Single by Pamela Nivens
- Released: 1983
- Studio: Soundtech (Phoenix)
- Length: 4:07 (7-inch version); 7:22 (12-inch version);
- Label: Sun Valley
- Songwriters: Chaz Simmons; Steve Godfrey;
- Producer: Chaz Simmons

= It's You I Love (So in Love) =

"It's You I Love (So in Love)" was a 1983 single for singer Pamela Nivens. It became a hit for her that year, registering on the Billboard Black Singles and Cash Box Top 100 Black Contemporary Singles charts. It also won an award for the singer.

==Background==
The single was written by Chaz Simmons and Steve Godfrey. It was recorded at Soundtech Studios on 2750 West Osborn Road Phoenix, AZ 85017. Simmons was also the producer. He also handled the arrangements. It was released on Sun Valley Records SV 88001. The financier for the venture was Tommy Cassella who invested $37,000 in the single.

Singer Pamela Nivens was from Arizona and originally from Kansas. Prior to the single's release she had been singing with local bands in Phoenix. Her single got a lot of help from radio station KUKQ.

Nivens was pictured in the 23 July issue of Billboard celebrating her success with the people that made the single. With her were Soundtech Studio president, Lenora "Sarge" Waldon, Sun Valley Records' VP Bill Simmons, Steve Godfrey the single's co-writer and Chaz Simmons the president of Sun Valley.

The single won Pamela Nivens an award. She came fifth in the Cash Box 1983 Black Contemporary Singles Awards New Female section with Diane Richards, Madonna, Alfie Silas and Lydia Murdock at 1, 2, 3 and 4 respectively.

==Reception==
The single was a recommended song in the 7 May issue of Billboard.

==Airplay==
It was reported by Radio & Records in the publication's 24 June issue that the single had been added to the playlist of WDAS in Philadelphia, WDAO in Dayton and WKXI in Jackson.

On the week of 22 July, Radio & Records reported that the single had been added to the playlist of WOIC in Columbia. It was also getting heavy rotation at KUKQ and medium rotation at WOOK, XHRM, WKXI, WAAA, WLTH, and WTLC.

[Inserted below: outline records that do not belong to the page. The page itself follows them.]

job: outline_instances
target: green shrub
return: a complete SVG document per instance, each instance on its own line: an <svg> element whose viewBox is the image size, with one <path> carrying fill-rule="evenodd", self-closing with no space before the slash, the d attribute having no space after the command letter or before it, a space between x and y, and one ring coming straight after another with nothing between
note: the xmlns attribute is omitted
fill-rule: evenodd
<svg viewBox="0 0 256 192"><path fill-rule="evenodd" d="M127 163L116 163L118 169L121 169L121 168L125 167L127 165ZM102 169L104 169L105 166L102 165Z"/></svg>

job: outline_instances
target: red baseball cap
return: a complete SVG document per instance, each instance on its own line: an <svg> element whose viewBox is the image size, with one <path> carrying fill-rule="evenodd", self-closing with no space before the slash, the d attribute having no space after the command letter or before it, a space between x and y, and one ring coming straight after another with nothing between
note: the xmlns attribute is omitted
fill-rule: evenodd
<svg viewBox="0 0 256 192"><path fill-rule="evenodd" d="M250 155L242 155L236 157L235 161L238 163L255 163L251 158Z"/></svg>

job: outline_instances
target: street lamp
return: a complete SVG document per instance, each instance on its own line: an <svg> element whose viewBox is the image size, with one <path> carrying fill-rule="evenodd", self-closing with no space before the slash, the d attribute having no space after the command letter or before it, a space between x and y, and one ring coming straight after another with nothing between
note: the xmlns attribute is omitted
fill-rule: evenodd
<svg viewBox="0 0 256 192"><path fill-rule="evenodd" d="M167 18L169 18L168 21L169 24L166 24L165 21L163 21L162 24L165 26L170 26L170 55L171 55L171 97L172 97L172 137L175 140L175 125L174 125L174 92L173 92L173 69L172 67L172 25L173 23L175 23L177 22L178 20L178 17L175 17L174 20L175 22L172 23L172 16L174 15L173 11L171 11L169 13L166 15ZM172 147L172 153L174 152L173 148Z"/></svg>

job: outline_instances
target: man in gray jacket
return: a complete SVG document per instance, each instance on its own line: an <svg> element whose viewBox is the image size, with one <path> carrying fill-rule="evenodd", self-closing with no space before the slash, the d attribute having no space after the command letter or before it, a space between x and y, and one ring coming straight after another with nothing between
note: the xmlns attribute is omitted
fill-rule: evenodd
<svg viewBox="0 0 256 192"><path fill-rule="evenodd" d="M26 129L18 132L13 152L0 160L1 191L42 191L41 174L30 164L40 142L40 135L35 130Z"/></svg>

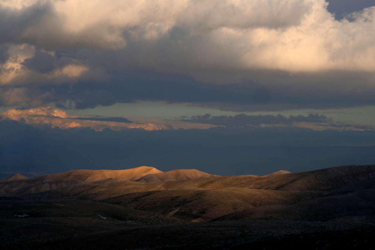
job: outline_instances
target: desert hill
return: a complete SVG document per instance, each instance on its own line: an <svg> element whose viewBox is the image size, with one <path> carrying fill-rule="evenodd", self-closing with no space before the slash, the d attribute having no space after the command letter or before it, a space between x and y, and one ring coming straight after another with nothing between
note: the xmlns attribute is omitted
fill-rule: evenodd
<svg viewBox="0 0 375 250"><path fill-rule="evenodd" d="M372 214L375 196L368 190L375 189L374 177L375 165L280 171L263 176L220 176L196 169L163 172L142 166L7 181L0 183L0 190L2 195L26 199L102 201L188 221L327 220L351 218L357 208L362 215Z"/></svg>
<svg viewBox="0 0 375 250"><path fill-rule="evenodd" d="M175 169L168 172L144 175L137 181L141 182L166 182L194 180L213 176L196 169Z"/></svg>
<svg viewBox="0 0 375 250"><path fill-rule="evenodd" d="M78 169L27 179L0 183L0 195L30 194L78 184L106 181L134 181L150 174L162 172L152 167L142 166L123 170Z"/></svg>
<svg viewBox="0 0 375 250"><path fill-rule="evenodd" d="M375 232L373 165L262 176L146 166L17 175L0 182L0 246L6 249L78 249L83 242L122 249L119 242L128 249L139 242L148 249L211 249L213 241L236 249L274 242L269 249L278 249L280 237L322 249L328 245L311 233L338 242L351 235L363 246Z"/></svg>

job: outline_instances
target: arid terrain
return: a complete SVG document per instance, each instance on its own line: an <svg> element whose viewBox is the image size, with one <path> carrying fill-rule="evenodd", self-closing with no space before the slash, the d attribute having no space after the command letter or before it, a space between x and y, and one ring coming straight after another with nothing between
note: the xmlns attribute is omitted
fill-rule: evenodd
<svg viewBox="0 0 375 250"><path fill-rule="evenodd" d="M374 249L375 165L263 176L151 167L0 180L4 249Z"/></svg>

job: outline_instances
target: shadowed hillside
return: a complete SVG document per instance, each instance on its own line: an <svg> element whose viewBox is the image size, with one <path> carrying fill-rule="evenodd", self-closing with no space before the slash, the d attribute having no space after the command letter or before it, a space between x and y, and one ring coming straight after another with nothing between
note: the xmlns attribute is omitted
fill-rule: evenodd
<svg viewBox="0 0 375 250"><path fill-rule="evenodd" d="M197 241L194 244L203 247L204 237L197 236L201 233L200 228L190 228L188 232L181 225L206 222L208 224L204 226L217 234L206 236L219 245L230 246L231 241L234 241L244 249L254 241L268 239L273 242L275 237L286 235L291 238L285 240L294 240L293 235L298 239L304 237L301 234L309 232L325 232L333 238L339 237L336 230L357 235L366 227L372 232L375 223L375 165L346 166L300 173L279 171L263 176L220 176L196 169L163 172L146 166L119 171L79 170L29 178L17 175L0 182L0 190L3 195L0 222L5 225L0 232L8 236L2 237L5 243L3 245L7 247L12 244L9 236L14 236L15 232L34 235L31 241L36 244L31 248L36 249L40 246L35 243L41 233L50 239L43 241L43 247L52 248L56 241L61 240L62 246L78 247L80 241L105 240L116 238L118 233L138 237L136 228L141 228L148 232L153 242L158 242L157 237L162 234L175 229L182 235L196 235L194 240ZM232 237L220 238L220 234L226 231L220 227L230 221L232 222L228 225L232 228ZM271 236L264 232L260 233L261 235L250 233L254 226L249 223L254 221L263 222L261 226L269 233L273 232ZM280 222L284 225L282 232L273 229L278 221L291 224ZM313 226L309 224L312 222L321 224ZM56 234L64 225L78 224L69 226L63 235L59 236L47 230L47 225L51 223L55 225L52 228ZM23 231L11 229L21 225L26 227ZM171 225L174 226L166 226ZM285 226L288 225L290 226ZM159 232L152 233L157 225L161 227L158 228ZM35 226L41 228L35 231ZM83 229L85 226L92 229L86 231ZM128 229L123 229L124 226ZM171 226L176 227L172 229ZM241 227L249 229L239 229ZM296 227L301 229L296 231ZM72 235L76 235L75 240L69 239ZM249 241L240 240L240 235ZM192 242L189 243L190 238L187 237L185 244L178 245L178 248L192 247ZM306 242L314 241L313 238L306 238ZM174 240L170 238L166 242L177 244ZM145 243L144 247L174 249L160 249L149 243ZM135 242L132 244L136 248ZM163 246L166 244L170 244ZM272 246L270 249L273 249ZM228 249L242 249L231 247Z"/></svg>

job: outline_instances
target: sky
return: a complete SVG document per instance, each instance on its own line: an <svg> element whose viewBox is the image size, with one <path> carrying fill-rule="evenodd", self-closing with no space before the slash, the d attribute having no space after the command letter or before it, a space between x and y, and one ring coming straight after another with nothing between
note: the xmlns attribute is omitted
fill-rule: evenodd
<svg viewBox="0 0 375 250"><path fill-rule="evenodd" d="M374 163L375 0L4 0L0 34L0 177Z"/></svg>

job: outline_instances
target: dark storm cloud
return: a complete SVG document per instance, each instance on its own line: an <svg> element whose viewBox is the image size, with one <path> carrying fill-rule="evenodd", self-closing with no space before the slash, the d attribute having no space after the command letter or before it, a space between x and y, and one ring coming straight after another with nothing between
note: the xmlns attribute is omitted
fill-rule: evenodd
<svg viewBox="0 0 375 250"><path fill-rule="evenodd" d="M213 116L210 114L195 115L190 119L183 119L184 121L213 124L226 127L259 126L262 124L284 124L290 125L296 122L310 123L326 122L329 119L325 115L310 114L308 116L290 115L286 117L279 114L277 115L249 115L244 114L230 115Z"/></svg>
<svg viewBox="0 0 375 250"><path fill-rule="evenodd" d="M23 63L29 69L42 74L52 72L56 69L56 64L54 56L38 50L33 57L26 59Z"/></svg>
<svg viewBox="0 0 375 250"><path fill-rule="evenodd" d="M22 34L30 27L42 22L51 11L51 6L47 3L21 10L0 5L0 43L27 42L21 37Z"/></svg>
<svg viewBox="0 0 375 250"><path fill-rule="evenodd" d="M9 47L6 45L0 44L0 64L4 63L9 57L8 55Z"/></svg>
<svg viewBox="0 0 375 250"><path fill-rule="evenodd" d="M374 0L328 0L328 11L341 19L348 14L375 6Z"/></svg>
<svg viewBox="0 0 375 250"><path fill-rule="evenodd" d="M95 132L37 129L6 120L0 121L0 172L14 173L147 165L163 171L263 175L373 164L375 150L374 131L298 128Z"/></svg>
<svg viewBox="0 0 375 250"><path fill-rule="evenodd" d="M375 90L370 88L362 91L357 91L356 88L343 90L342 92L306 89L298 87L298 79L293 80L297 82L291 83L290 88L285 89L277 85L263 87L251 82L220 85L204 83L182 74L162 73L144 69L112 72L110 75L107 82L80 81L73 85L31 86L22 87L22 89L33 101L39 100L46 104L53 102L58 108L80 109L137 100L190 103L239 112L375 104L373 98ZM329 80L328 78L327 81ZM306 83L305 86L309 84ZM0 102L1 89L0 88Z"/></svg>

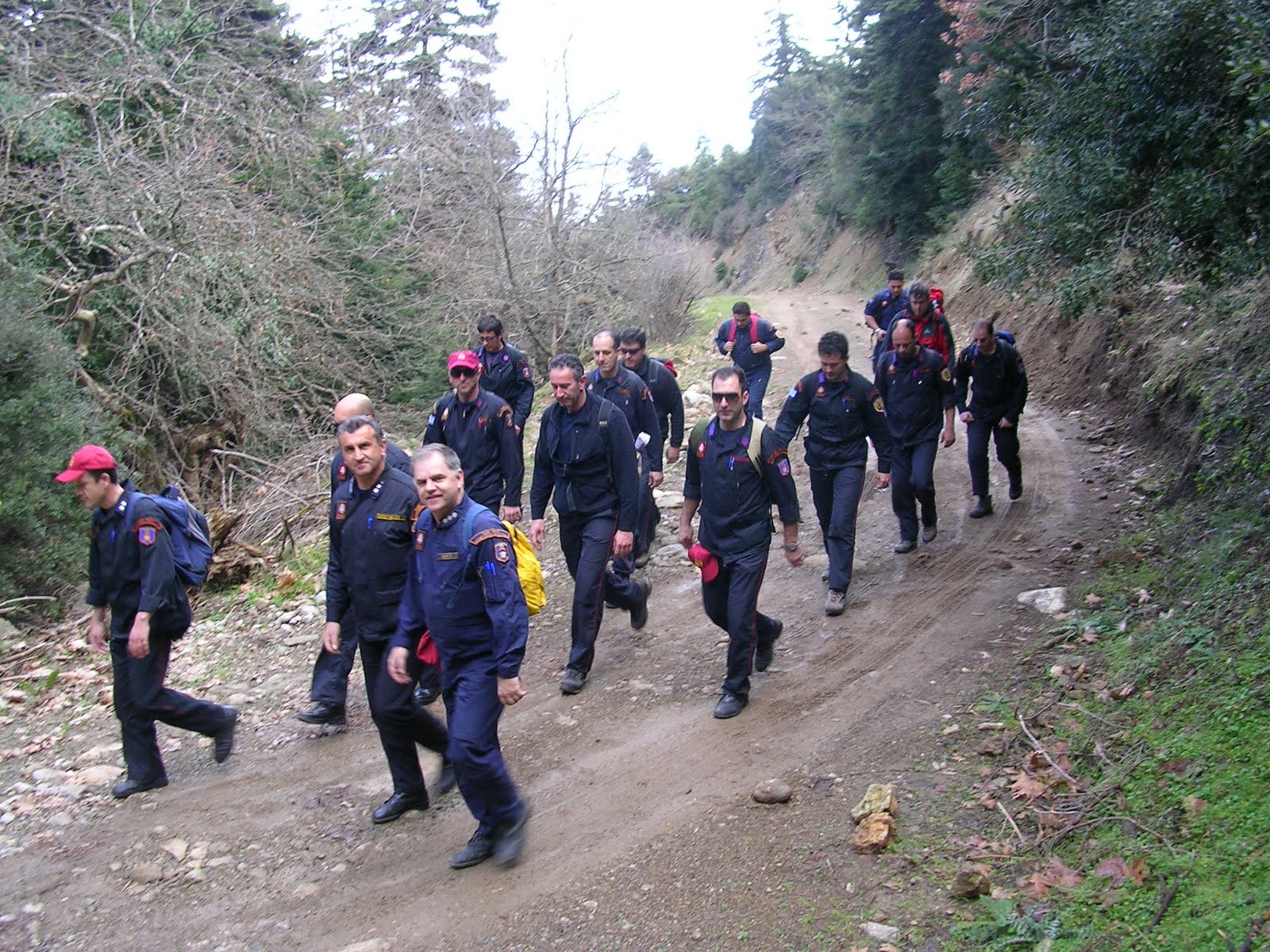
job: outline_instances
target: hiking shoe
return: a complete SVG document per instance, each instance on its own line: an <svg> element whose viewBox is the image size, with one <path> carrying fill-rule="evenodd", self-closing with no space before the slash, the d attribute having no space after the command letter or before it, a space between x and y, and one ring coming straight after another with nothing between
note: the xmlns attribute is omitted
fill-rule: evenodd
<svg viewBox="0 0 1270 952"><path fill-rule="evenodd" d="M758 650L754 651L754 670L756 671L766 671L768 668L772 666L772 656L776 654L776 640L781 636L782 631L785 631L785 622L782 622L782 621L780 621L777 618L776 619L776 633L772 636L772 640L768 641L766 646L765 645L759 645Z"/></svg>
<svg viewBox="0 0 1270 952"><path fill-rule="evenodd" d="M467 845L450 857L450 868L466 869L470 866L484 863L491 856L494 856L494 839L476 830L467 840Z"/></svg>
<svg viewBox="0 0 1270 952"><path fill-rule="evenodd" d="M212 735L212 740L215 741L212 757L218 764L229 760L230 754L234 751L234 727L237 725L237 708L226 707L224 711L225 725Z"/></svg>
<svg viewBox="0 0 1270 952"><path fill-rule="evenodd" d="M644 593L644 598L640 603L631 609L631 628L639 631L645 625L648 625L648 597L653 594L653 583L648 579L640 579L638 583L640 592Z"/></svg>
<svg viewBox="0 0 1270 952"><path fill-rule="evenodd" d="M723 697L719 698L719 703L715 704L715 717L720 721L725 721L729 717L735 717L742 711L745 710L745 704L749 703L749 698L740 697L739 694L733 694L730 691L725 691Z"/></svg>
<svg viewBox="0 0 1270 952"><path fill-rule="evenodd" d="M319 701L307 711L296 711L296 717L298 717L305 724L329 724L335 727L344 726L344 706L331 704L326 701Z"/></svg>
<svg viewBox="0 0 1270 952"><path fill-rule="evenodd" d="M831 618L847 611L847 593L838 589L829 589L824 597L824 613Z"/></svg>

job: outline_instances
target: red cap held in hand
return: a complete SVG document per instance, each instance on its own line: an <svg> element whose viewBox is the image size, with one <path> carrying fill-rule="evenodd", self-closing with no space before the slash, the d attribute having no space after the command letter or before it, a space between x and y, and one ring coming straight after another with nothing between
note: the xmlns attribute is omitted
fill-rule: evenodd
<svg viewBox="0 0 1270 952"><path fill-rule="evenodd" d="M719 560L700 542L688 550L688 559L701 570L701 581L714 581L719 578Z"/></svg>

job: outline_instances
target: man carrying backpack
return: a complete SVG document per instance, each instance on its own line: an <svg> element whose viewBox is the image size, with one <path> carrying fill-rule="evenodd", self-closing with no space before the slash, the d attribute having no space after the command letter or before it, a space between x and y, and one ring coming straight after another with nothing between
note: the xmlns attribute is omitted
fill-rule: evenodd
<svg viewBox="0 0 1270 952"><path fill-rule="evenodd" d="M1010 475L1010 498L1024 494L1024 467L1019 458L1019 416L1027 402L1027 372L1013 345L997 336L993 322L974 322L972 344L956 359L954 382L956 406L965 424L966 458L970 463L970 490L978 503L969 515L992 515L988 489L988 437L997 444L997 459ZM974 395L966 401L970 381Z"/></svg>
<svg viewBox="0 0 1270 952"><path fill-rule="evenodd" d="M715 347L745 372L745 382L749 385L745 413L758 420L763 419L763 395L772 378L772 354L785 347L785 340L776 336L771 321L765 321L757 314L752 315L749 305L738 301L732 306L732 319L719 325Z"/></svg>
<svg viewBox="0 0 1270 952"><path fill-rule="evenodd" d="M119 484L114 457L102 447L76 449L56 479L74 482L75 495L93 513L86 600L93 607L88 641L94 651L107 651L105 609L110 609L114 715L128 768L110 793L123 800L168 786L155 721L211 737L212 757L224 763L234 750L237 708L164 687L171 642L190 622L171 524L131 481Z"/></svg>

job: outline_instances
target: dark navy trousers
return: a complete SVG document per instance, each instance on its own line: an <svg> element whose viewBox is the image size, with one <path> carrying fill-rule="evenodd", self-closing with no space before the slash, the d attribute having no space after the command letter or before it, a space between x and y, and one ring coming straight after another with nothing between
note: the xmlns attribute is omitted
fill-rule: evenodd
<svg viewBox="0 0 1270 952"><path fill-rule="evenodd" d="M450 737L446 725L414 702L414 684L423 666L413 654L406 663L409 684L398 684L389 675L389 642L359 638L362 649L362 674L366 678L366 699L371 717L380 732L380 745L389 760L394 793L420 793L425 791L419 753L415 744L434 750L442 757Z"/></svg>
<svg viewBox="0 0 1270 952"><path fill-rule="evenodd" d="M767 383L771 378L771 367L745 371L745 387L749 390L749 402L745 404L745 413L751 416L757 416L759 420L763 419L763 396L767 393Z"/></svg>
<svg viewBox="0 0 1270 952"><path fill-rule="evenodd" d="M979 420L965 426L965 454L970 463L970 491L977 496L991 494L988 489L988 437L997 444L997 459L1006 467L1010 479L1022 479L1022 461L1019 458L1019 426L1002 426L1001 420Z"/></svg>
<svg viewBox="0 0 1270 952"><path fill-rule="evenodd" d="M220 704L165 688L170 655L171 638L164 635L150 633L150 654L145 658L128 654L126 637L110 638L114 716L122 727L123 762L128 777L141 783L164 776L155 721L212 736L225 726L229 713Z"/></svg>
<svg viewBox="0 0 1270 952"><path fill-rule="evenodd" d="M890 508L899 519L899 537L917 541L917 506L922 506L922 526L933 526L935 451L939 440L890 449Z"/></svg>
<svg viewBox="0 0 1270 952"><path fill-rule="evenodd" d="M812 470L812 501L829 553L829 588L846 592L856 559L856 513L864 491L865 467Z"/></svg>
<svg viewBox="0 0 1270 952"><path fill-rule="evenodd" d="M767 571L767 547L718 555L719 575L701 583L701 604L710 621L728 632L728 675L723 689L749 697L754 651L776 641L780 626L758 611L758 589Z"/></svg>
<svg viewBox="0 0 1270 952"><path fill-rule="evenodd" d="M344 707L348 702L348 675L357 656L357 622L352 612L339 619L339 652L318 649L309 699Z"/></svg>
<svg viewBox="0 0 1270 952"><path fill-rule="evenodd" d="M573 576L569 668L583 674L596 660L596 635L605 617L605 602L630 611L644 598L629 575L615 575L608 569L616 526L612 515L560 517L560 548Z"/></svg>
<svg viewBox="0 0 1270 952"><path fill-rule="evenodd" d="M476 817L478 831L489 836L498 828L519 820L525 812L498 743L498 718L503 715L503 703L498 699L498 665L493 656L447 658L442 669L448 755L455 765L458 792Z"/></svg>

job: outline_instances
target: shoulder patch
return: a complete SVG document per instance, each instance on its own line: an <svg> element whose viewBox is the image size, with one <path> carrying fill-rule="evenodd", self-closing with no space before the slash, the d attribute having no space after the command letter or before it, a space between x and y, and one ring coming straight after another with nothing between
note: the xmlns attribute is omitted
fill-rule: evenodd
<svg viewBox="0 0 1270 952"><path fill-rule="evenodd" d="M478 532L475 536L472 536L467 541L467 543L471 546L479 546L488 538L502 538L511 541L512 536L508 533L507 529L483 529L481 532Z"/></svg>
<svg viewBox="0 0 1270 952"><path fill-rule="evenodd" d="M159 533L163 532L163 523L157 519L145 517L142 519L137 519L132 524L132 528L137 531L137 542L142 546L152 546L159 541Z"/></svg>

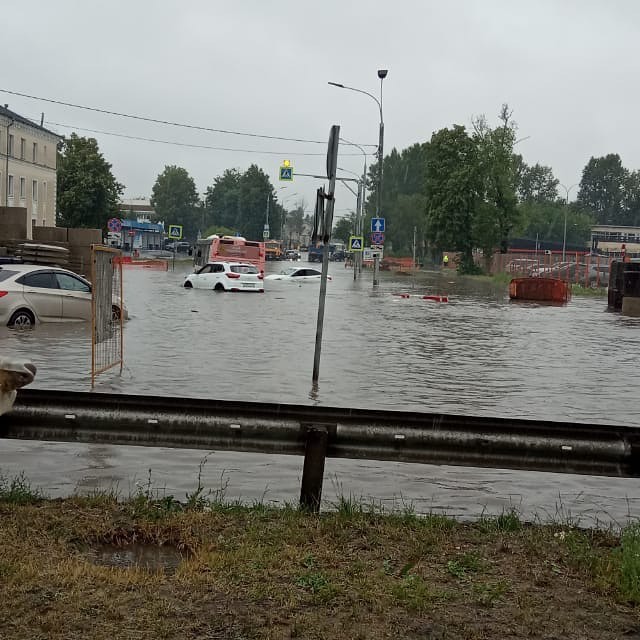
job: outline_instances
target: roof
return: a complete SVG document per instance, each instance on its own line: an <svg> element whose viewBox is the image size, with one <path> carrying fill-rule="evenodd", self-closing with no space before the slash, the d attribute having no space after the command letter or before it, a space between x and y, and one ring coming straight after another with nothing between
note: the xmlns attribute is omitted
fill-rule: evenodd
<svg viewBox="0 0 640 640"><path fill-rule="evenodd" d="M61 136L58 133L54 133L53 131L50 131L49 129L45 129L44 127L41 127L39 124L37 124L36 122L33 122L33 120L29 120L28 118L25 118L24 116L21 116L19 113L16 113L15 111L11 111L11 109L8 109L6 106L3 107L0 105L0 116L4 116L5 118L9 118L11 120L15 120L16 122L20 122L21 124L26 124L30 127L33 127L34 129L38 129L39 131L44 131L45 133L48 133L51 136L55 136L56 138L60 138L60 140L62 140L63 136Z"/></svg>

On the week of 5 August, Radio & Records reported that in the Southern regions, the single had been added to the playlist of WLOU in Louisville, WJJS in Lynchburg and WYLD-FM in New Orleans. In the Mid-West, it had been added to the playlist of WWWS in Seginaw. It was also seeing heavy rotation at WTLC and KUKQ. It was also seeing medium rotation at WOOK, WGIV, WVOL, WTOY, WAAA, and WLTH.

==Charts==
The single debuted at no. 90 in the Cash Box Top 100 Black Contemporary Singles chart for the week of 2 July.

For the week of 6 August, the single was at no. 70 on the Billboard Black Singles chart.

At week seven, the single peaked at no. 55 on the Cash Box Top 100 Black Contemporary Singles chart on the week of 13 August. It spent a total of eight weeks in the chart, exiting at no. 92 the following week.